In 2006, according to documents, the victim attempted to leave Glass by hiding at a friend’s house. But Glass tracked her down, dragged her “out of the shower naked” and took her back home.

The following year, she sought shelter with her family in Ohio but returned to Washington after Glass contacted her relatives and said he would “come get her and kill anybody in his way.”

On June 7, Glass was allegedly beating the victim when her dog came up and began to lick them, which caused Glass to become angrier, the documents allege. He threatened to kill them both, and as he reached over to grab the animal, his wife dialed 911.

According to court documents, the alleged victim believed that by not calling police earlier she would be able to “buy” herself a few more years of life, police said in court papers.

“She told me later that she has resigned herself that she is going to die whether she calls police or not,” an officer wrote in the statement of probable cause.

Cheryl Bozarth, executive director of the Domestic Abuse Women’s Network, said there are numerous reasons why domestic-violence victims won’t leave their abusers. Controlling behavior and abuse can creep into a relationship and victims often have economic issues that may make it difficult or impossible to leave, she said.

Additionally, leaving may not solve the problem, she said.

“It’s not always the best answer,” Bozarth said. “The fatality review [written by the Washington State Coalition on Domestic Violence] indicates that as soon as someone leaves, that is often when they are killed.”

Bozrath said victims ideally need access to resources, knowledge about their options and a good safety plan before they attempt to leave their abuser.

In 2004, Glass was arrested after the couple’s neighbors called police when he had beaten his wife, according to court records.

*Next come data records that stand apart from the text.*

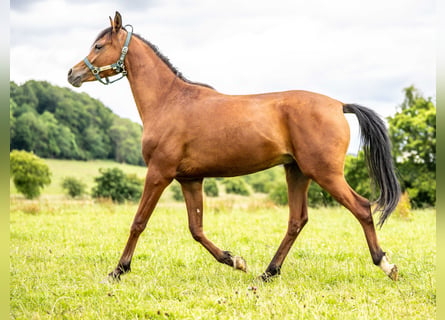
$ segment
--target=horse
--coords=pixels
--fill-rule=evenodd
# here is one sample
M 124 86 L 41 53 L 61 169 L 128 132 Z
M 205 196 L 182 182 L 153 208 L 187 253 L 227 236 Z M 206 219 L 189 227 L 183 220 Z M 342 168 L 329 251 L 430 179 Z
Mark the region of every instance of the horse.
M 126 77 L 143 124 L 144 189 L 126 246 L 109 277 L 119 280 L 131 270 L 138 238 L 173 180 L 181 185 L 193 239 L 218 262 L 246 272 L 242 257 L 221 250 L 203 231 L 203 179 L 282 165 L 289 199 L 287 231 L 259 278 L 268 281 L 281 273 L 308 221 L 307 193 L 313 180 L 357 218 L 373 263 L 397 280 L 397 266 L 379 245 L 373 213 L 380 212 L 377 225 L 381 227 L 395 210 L 401 189 L 387 129 L 374 111 L 301 90 L 220 93 L 184 77 L 156 46 L 133 34 L 131 25 L 123 26 L 119 12 L 109 18 L 111 26 L 97 36 L 88 56 L 68 72 L 68 82 L 74 87 L 95 80 L 107 85 Z M 345 113 L 358 119 L 370 178 L 380 193 L 373 202 L 357 194 L 344 177 L 350 135 Z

He was initially charged with felony assault but pleaded guilty to the lesser charge of fourth-degree assault.

Because of that conviction, he lost the right to bear firearms, court documents show.

Police reported that two guns, a bow and arrow and several knives were recovered from Glass’s home last week.

According to court documents, Glass has a domestic-violence conviction for an attack on a previous girlfriend and two misdemeanor battery convictions out of California.